Repeat Purchase Rate
The percentage of customers who make more than one purchase. Formula: Customers with 2+ orders ÷ Total customers × 100. A key metric for e-commerce businesses.

Inventory

Inventory Turnover
How many times inventory is sold and replaced in a period. Formula: COGS ÷ Average Inventory Value. Higher turnover generally means you're managing stock efficiently.
Days of Inventory Outstanding (DIO)
How long, on average, inventory sits before being sold. Formula: (Average Inventory ÷ COGS) × 365. High DIO can indicate overstocking or slow-moving products.
Stockout
When a product is out of stock and unavailable for sale.

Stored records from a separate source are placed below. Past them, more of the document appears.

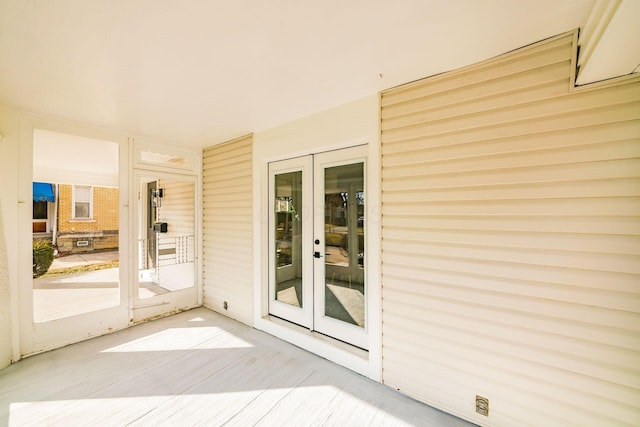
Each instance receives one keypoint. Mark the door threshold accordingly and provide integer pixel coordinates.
(339, 352)
(355, 350)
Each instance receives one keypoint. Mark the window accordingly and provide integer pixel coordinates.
(82, 202)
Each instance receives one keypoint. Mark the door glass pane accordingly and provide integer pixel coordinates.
(166, 235)
(344, 243)
(288, 238)
(75, 256)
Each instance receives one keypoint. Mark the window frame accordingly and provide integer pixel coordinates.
(74, 201)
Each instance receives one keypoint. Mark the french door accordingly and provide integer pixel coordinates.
(316, 243)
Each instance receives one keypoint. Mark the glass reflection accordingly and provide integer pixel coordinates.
(288, 232)
(166, 241)
(344, 243)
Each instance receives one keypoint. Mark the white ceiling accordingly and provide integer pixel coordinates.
(199, 72)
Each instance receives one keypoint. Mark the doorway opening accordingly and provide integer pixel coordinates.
(75, 225)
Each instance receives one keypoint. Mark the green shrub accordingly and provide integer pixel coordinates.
(42, 257)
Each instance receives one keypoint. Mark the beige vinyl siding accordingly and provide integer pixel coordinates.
(228, 228)
(511, 242)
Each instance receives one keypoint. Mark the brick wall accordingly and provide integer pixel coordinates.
(105, 210)
(82, 235)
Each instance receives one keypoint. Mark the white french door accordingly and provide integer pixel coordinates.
(316, 243)
(166, 242)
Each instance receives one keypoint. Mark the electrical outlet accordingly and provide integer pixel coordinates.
(482, 405)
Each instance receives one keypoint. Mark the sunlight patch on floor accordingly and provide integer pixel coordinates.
(198, 338)
(213, 408)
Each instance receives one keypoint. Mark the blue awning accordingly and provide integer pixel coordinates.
(43, 192)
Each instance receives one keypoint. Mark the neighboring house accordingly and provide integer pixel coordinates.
(497, 211)
(76, 218)
(44, 210)
(87, 218)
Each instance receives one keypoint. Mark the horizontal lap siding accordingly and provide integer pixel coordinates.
(228, 228)
(511, 242)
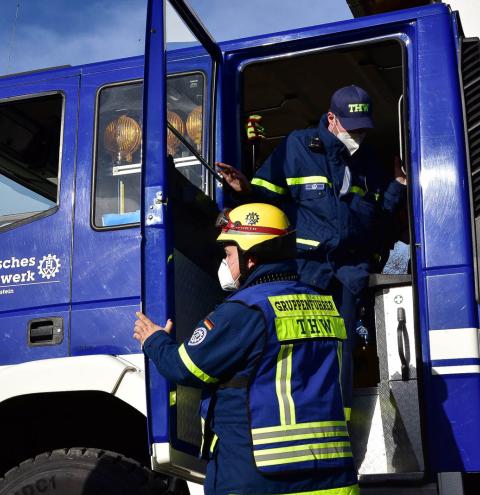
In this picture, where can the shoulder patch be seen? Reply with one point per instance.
(198, 336)
(208, 324)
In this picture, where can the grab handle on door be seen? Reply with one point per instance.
(45, 331)
(403, 343)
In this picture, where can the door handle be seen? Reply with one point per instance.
(403, 344)
(45, 331)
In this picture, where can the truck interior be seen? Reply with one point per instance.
(292, 92)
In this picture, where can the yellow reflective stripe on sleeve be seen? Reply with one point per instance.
(358, 190)
(268, 185)
(348, 413)
(312, 179)
(283, 385)
(308, 242)
(214, 442)
(343, 490)
(340, 357)
(193, 368)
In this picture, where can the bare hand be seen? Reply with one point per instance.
(144, 327)
(398, 171)
(233, 177)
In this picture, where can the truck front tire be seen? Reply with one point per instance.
(81, 471)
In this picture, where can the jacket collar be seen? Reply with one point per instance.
(266, 269)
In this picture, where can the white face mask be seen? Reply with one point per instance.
(351, 140)
(225, 278)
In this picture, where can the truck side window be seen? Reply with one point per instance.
(118, 161)
(30, 130)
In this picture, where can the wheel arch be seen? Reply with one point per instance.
(92, 401)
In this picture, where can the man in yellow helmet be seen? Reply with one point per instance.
(268, 358)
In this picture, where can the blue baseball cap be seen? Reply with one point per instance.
(353, 107)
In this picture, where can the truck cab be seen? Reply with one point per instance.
(105, 208)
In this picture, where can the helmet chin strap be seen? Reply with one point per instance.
(242, 263)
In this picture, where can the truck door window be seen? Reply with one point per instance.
(118, 156)
(30, 130)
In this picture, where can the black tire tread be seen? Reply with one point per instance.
(144, 476)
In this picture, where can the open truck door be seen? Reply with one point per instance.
(178, 211)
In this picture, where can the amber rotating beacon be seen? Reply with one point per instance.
(122, 138)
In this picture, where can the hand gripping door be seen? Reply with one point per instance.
(170, 450)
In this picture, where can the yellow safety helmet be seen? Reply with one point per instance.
(252, 224)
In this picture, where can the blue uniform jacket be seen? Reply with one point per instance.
(339, 234)
(226, 345)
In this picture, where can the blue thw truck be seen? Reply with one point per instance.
(106, 208)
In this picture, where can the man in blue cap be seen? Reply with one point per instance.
(337, 196)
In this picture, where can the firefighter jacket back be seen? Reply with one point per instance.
(295, 406)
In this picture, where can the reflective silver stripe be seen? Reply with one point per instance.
(301, 453)
(283, 385)
(300, 431)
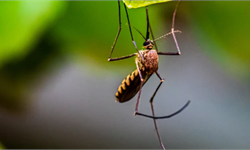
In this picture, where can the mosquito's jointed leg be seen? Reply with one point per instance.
(123, 57)
(131, 33)
(149, 26)
(153, 113)
(139, 94)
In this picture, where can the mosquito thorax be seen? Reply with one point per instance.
(148, 44)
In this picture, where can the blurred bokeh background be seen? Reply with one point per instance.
(57, 88)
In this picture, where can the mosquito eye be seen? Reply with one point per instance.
(146, 43)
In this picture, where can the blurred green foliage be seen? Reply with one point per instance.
(34, 35)
(137, 4)
(221, 29)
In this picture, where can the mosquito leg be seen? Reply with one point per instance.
(150, 29)
(131, 33)
(151, 102)
(164, 117)
(123, 57)
(119, 30)
(139, 94)
(152, 108)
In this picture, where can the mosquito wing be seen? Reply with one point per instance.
(130, 86)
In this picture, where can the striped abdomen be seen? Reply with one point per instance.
(130, 86)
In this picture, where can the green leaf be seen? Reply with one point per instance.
(21, 24)
(137, 4)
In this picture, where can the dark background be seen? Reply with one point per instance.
(57, 88)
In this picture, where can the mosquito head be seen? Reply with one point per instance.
(148, 44)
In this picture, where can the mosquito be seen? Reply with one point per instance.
(146, 65)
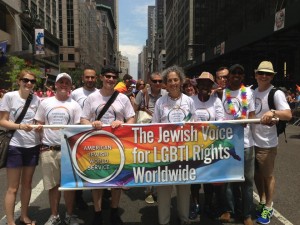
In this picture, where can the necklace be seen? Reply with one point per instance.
(175, 106)
(244, 102)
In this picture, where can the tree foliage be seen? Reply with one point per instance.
(15, 66)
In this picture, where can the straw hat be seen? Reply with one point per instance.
(265, 66)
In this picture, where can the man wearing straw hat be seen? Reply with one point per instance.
(265, 137)
(238, 103)
(57, 110)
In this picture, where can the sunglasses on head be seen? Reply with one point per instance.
(237, 72)
(110, 76)
(26, 80)
(157, 81)
(264, 73)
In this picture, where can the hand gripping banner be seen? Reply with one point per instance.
(152, 154)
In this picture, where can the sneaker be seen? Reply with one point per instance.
(265, 216)
(115, 219)
(195, 210)
(53, 220)
(149, 199)
(81, 204)
(97, 219)
(259, 208)
(71, 220)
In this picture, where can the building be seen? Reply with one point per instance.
(18, 21)
(198, 37)
(88, 33)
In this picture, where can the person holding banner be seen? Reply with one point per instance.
(266, 140)
(89, 79)
(60, 109)
(238, 103)
(24, 147)
(145, 101)
(119, 111)
(208, 108)
(175, 107)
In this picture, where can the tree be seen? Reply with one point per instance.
(15, 66)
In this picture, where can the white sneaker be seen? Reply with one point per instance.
(71, 220)
(53, 220)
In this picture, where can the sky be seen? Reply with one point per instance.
(133, 32)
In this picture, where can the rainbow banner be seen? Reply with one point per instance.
(152, 154)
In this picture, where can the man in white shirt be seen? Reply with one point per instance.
(57, 110)
(265, 137)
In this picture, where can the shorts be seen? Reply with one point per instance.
(20, 157)
(50, 161)
(265, 160)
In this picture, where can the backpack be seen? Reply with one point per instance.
(281, 125)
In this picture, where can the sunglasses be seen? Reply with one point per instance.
(26, 80)
(111, 76)
(157, 81)
(264, 73)
(222, 78)
(237, 72)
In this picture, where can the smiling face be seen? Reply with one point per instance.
(63, 86)
(89, 79)
(263, 78)
(26, 81)
(173, 83)
(235, 78)
(109, 80)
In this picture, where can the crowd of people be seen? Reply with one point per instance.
(167, 97)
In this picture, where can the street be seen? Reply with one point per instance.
(134, 210)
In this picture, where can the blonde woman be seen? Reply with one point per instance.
(23, 152)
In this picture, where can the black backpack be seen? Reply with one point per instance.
(281, 125)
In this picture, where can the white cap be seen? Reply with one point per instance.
(61, 75)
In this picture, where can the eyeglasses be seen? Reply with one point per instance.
(110, 76)
(237, 72)
(222, 78)
(157, 81)
(261, 73)
(26, 80)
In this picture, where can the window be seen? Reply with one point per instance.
(71, 57)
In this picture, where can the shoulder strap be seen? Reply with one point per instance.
(271, 98)
(108, 104)
(27, 103)
(22, 114)
(146, 94)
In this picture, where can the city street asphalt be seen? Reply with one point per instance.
(135, 211)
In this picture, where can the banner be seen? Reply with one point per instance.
(152, 154)
(39, 42)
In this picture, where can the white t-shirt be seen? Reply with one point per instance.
(55, 112)
(120, 109)
(173, 111)
(210, 110)
(13, 103)
(80, 95)
(236, 98)
(266, 136)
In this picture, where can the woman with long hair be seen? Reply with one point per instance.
(23, 152)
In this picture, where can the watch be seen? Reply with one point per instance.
(273, 111)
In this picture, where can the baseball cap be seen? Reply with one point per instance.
(236, 66)
(265, 66)
(63, 75)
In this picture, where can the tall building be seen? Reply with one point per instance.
(151, 36)
(18, 21)
(204, 35)
(159, 43)
(88, 33)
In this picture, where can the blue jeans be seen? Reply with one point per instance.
(239, 196)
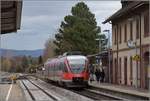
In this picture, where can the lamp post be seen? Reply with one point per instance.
(108, 32)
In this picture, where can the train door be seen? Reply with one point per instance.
(146, 66)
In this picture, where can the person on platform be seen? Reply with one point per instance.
(102, 74)
(97, 73)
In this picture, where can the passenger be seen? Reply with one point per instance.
(91, 73)
(102, 75)
(97, 73)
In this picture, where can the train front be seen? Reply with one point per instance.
(78, 71)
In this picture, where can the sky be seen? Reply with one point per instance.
(41, 20)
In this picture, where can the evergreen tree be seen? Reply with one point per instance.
(78, 31)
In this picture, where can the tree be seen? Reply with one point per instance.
(102, 42)
(78, 31)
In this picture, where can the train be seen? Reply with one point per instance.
(69, 70)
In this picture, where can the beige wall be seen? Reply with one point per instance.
(129, 52)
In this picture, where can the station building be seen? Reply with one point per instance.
(130, 38)
(11, 11)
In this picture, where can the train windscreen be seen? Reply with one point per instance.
(77, 65)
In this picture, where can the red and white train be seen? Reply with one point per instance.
(69, 71)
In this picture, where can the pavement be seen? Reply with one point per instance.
(122, 88)
(11, 92)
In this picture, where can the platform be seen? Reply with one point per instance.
(122, 88)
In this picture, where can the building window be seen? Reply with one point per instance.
(120, 34)
(131, 67)
(137, 28)
(125, 32)
(146, 24)
(131, 32)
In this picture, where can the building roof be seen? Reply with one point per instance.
(10, 16)
(125, 10)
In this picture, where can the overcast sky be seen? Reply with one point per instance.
(41, 19)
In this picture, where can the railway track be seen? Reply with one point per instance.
(95, 95)
(34, 91)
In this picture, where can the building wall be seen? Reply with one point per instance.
(135, 77)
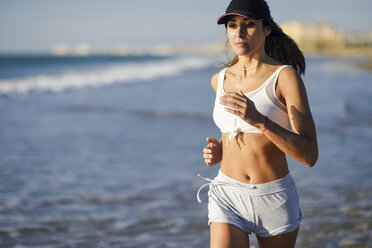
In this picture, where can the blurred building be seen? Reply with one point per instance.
(314, 36)
(321, 37)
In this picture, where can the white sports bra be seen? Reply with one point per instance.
(265, 100)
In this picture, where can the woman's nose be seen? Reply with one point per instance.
(241, 31)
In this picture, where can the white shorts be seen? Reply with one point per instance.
(266, 209)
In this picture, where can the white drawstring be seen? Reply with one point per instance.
(218, 183)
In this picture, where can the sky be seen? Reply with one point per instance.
(38, 25)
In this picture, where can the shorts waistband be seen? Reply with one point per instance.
(257, 189)
(251, 189)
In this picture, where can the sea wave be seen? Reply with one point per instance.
(98, 77)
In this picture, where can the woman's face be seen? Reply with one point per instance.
(246, 35)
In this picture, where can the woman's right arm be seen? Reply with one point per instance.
(213, 151)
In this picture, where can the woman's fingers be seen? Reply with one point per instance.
(212, 140)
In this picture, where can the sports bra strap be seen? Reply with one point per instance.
(221, 78)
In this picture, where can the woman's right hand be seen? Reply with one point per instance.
(212, 152)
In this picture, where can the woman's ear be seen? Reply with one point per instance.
(267, 30)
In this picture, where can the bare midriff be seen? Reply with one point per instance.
(252, 158)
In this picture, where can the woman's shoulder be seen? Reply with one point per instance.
(214, 80)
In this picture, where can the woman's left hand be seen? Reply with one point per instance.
(241, 106)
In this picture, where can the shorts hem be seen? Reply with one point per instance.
(280, 231)
(229, 221)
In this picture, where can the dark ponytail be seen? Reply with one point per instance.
(283, 48)
(280, 47)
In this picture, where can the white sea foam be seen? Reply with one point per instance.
(98, 77)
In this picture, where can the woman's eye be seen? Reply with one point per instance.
(250, 24)
(231, 25)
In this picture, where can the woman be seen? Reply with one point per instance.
(260, 98)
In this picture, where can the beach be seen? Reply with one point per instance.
(104, 151)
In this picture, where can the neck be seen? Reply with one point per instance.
(251, 64)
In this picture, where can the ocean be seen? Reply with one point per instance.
(104, 151)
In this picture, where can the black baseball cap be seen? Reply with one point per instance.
(254, 9)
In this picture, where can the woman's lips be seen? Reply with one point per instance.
(240, 44)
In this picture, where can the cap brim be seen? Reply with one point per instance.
(223, 18)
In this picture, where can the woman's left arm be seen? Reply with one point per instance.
(301, 144)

Stockouts cause lost sales and can damage customer relationships — especially in e-commerce where alternatives are one click away.
Reorder Point
The inventory level that triggers a new purchase order. Formula: (Average Daily Usage × Lead Time) + Safety Stock. Setting reorder points prevents stockouts without overstocking.
Dead Stock
Inventory that hasn't sold and is unlikely to sell — often seasonal goods past their season, discontinued products, or items with poor demand. Ties up cash and takes up warehouse space.
Safety Stock
Extra inventory held as a buffer against demand spikes or supply delays. Formula: Safety Stock = (Max Daily Usage − Average Daily Usage) × Lead Time.

Growth

Month-on-Month Growth (MoM)
The percentage change in a metric from one month to the next. Formula: (Current Month − Prior Month) ÷ Prior Month × 100. Useful for tracking short-term trends.
Year-on-Year Growth (YoY)
The percentage change in a metric compared to the same period last year. More reliable than MoM for seasonal businesses because it removes seasonal distortions.
Compound Annual Growth Rate (CAGR)
The mean annual growth rate over multiple years, smoothing out year-to-year variation. Formula: (Ending Value ÷ Beginning Value)^(1/Years) − 1. Used to compare growth across different time periods.